Аксинья останавливается, только пробежав добрые полсотни метров и несколько больничных коридоров. Сердце стучит так, будто готово выскочить из груди. За ней не гонятся. Убегать нет смысла: ее знает в лицо весь город. Точно так, как ей хотелось.

Но Оксане приходит в голову еще одна мысль; будто мало крови, мало боли и ненависти. Натаниэль еще жив. Искалеченного подростка жалеет весь Рунет, газеты пишут, как фантастически повезло ему – клинок не задел сердце…

А Аксинья хочет рассмеяться в глаза этим людям. Она хорошо знает коридоры больницы и спокойно, ни на кого не глядя, идет вперед. Ее цель – больничная столовая. Там не найдешь хорошо заточенный нож, но даже тупым лезвием можно перепилить шейную артерию.

Это импровизированное оружие, стащенное буквально из-под носа полной дружелюбной поварихи, клинком назвать язык не поворачивается, и Оксана нервно смеется. Ничего. Ей кажется, она бы могла разорвать заветный сосуд чем угодно, хоть даже продрать ногтями. Металлическая рукоятка в ладони придает уверенности.

Оксане не нужно много времени, чтобы найти палату Натаниэля. Белые стены, белый потолок, белый свет, как тогда в метро; всего одна койка, пациент на которой балансирует между жизнью и смертью. Аксинья даже не сразу узнает свою жертву в окровавленных бинтах. Косится на капельницу. А что, если…

Оксане достаточно выдернуть шприц, чтобы пациент начал умирать. Она колеблется; какая-то часть ее требует крови, а другая – моментальной смерти Натаниэля. Наконец Аксинья, по привычке взмахнув ножом, нервно облизывает губы и тянется к трубке капельницы. Нужно спешить. Кровью побежденной жертвы насладиться она успеет…

Оксана не успевает.

Она не успевает даже почувствовать ничего, когда метательный кинжал, пущенный в спину, насквозь пробивает сердце. Аксинья падает, как ей кажется, медленно-медленно, видя перед собой только хрупкий силуэт немой Катюши и ее злую ухмылку. На самом деле все происходит за секунду.

Тишина. Катерина садится рядом с телом Оксаны на корточки, вытаскивает свой кинжал, поднимает руку Аксиньи и осторожно вводит крепко зажатый в ее ладони нож в рану. А потом вдруг смеется – хрипло, с надрывом и горечью. В палату заглядывают молодой санитар, прачка и уже пожилой хирург.

- Все? – тихим тонким голосом спрашивает прачка, и Катюша кивает. – Батюшки мои…

- Самоубийство, - протягивает вдруг Катя, поднимаясь на ноги. – Печальный конец для Аксиньи.

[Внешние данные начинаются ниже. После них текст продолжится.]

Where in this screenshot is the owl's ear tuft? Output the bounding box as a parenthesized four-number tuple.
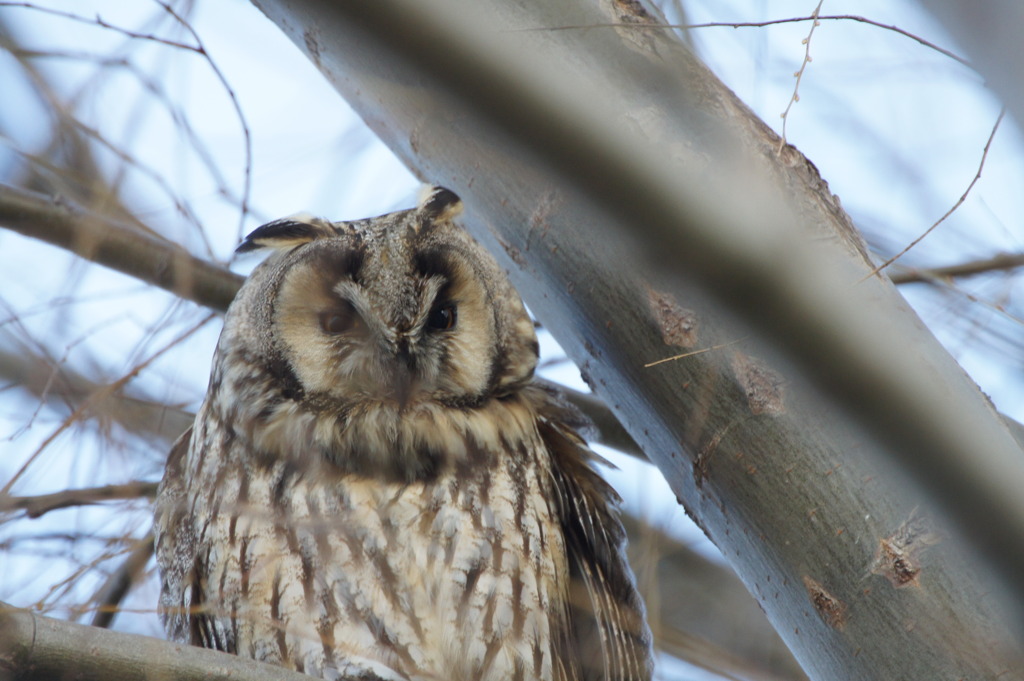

Федор Константинович, так как мы решили?

- Отнесем ее тело поближе к станции «Бибирево», - задумчиво бормочет врач. – Для тяжело больной психически самоубийство на том самом месте имело бы символическое значение. Егор, я тебе доверяю. Доставишь на место.

Санитар торопливо кивает.

- Я уб-б-беру кровь с пола, - запинаясь, предлагает прачка. – Катюш, ты возвращайся к своим, а то еще спохватятся…

Катя не отвечает. Наклоняется к Натаниэлю и ласково поглаживает его по волосам, совсем как Оксана.

- Это моя вина, - шепчет Катюша еле слышно. – Это я виновата, что не уберегла тебя. Я ведь сильнее, старше, я – воинствующая Кэти, Эркле-Кайтарьине-Астала… прости, Натаниэль. Но в одном Аксинья была права… знаешь, я никогда ее не забуду.